Alyson Jones said it's important to have a discussion with kids about what they're seeing in their communities and across North America, after weeks of protests calling for an end to racial injustice and police brutality following George Floyd's death.
That's especially true, Jones said, given the graphic video that has circulated online showing a police officer kneeling on Floyd's neck.
"Children of all ages have been exposed to this and many children have seen the video itself," Jones told CTV Morning Live Tuesday. "It's traumatic for all of us. But for a very young child seeing it, it's even more disturbing and confusing."

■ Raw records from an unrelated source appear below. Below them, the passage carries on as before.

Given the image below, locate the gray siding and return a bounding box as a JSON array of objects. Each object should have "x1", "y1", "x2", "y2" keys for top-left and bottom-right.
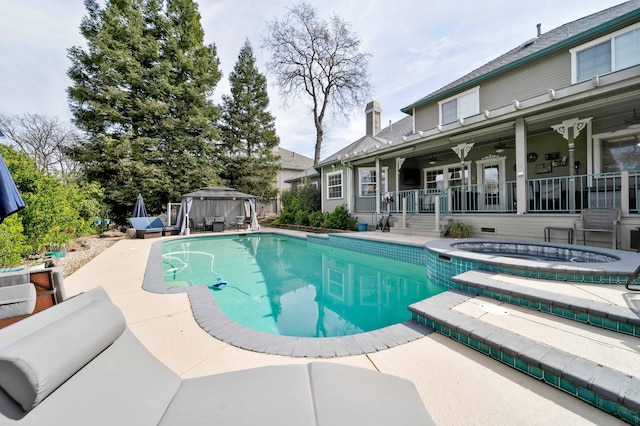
[
  {"x1": 413, "y1": 50, "x2": 571, "y2": 133},
  {"x1": 479, "y1": 50, "x2": 570, "y2": 111},
  {"x1": 414, "y1": 103, "x2": 439, "y2": 134}
]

Jones said parents should start the conversation by asking their kids what they know about the situation and go from there. She also suggests approaching the conversation in a calm manner and to be honest in an age appropriate way.
When it comes to children in preschool, Jones said parents don't have to divulge too many details. Instead she suggests exposing them to books and other learning materials that celebrate diversity.
If young children ask about why racism exists, Jones suggests giving them an honest response.
"Some people are uncomfortable with people's differences and in this family we celebrate differences," she said.
Jones said it's all about approach and school-age children will likely have a lot more specific questions to ask.
"Help them understand why people are angry," said Jones. "It's OK to say we're angry because there's things we should be angry about."
She also adds that teenagers will be the most impacted by the conversation and parents should be real about their feelings but not let their own anxiety get in the way of teaching and guiding their children.
"With teens it is so important that the conversation be about what they can do, not what you don't want them to do," said Jones. "We want to inspire their energy and their desire for change."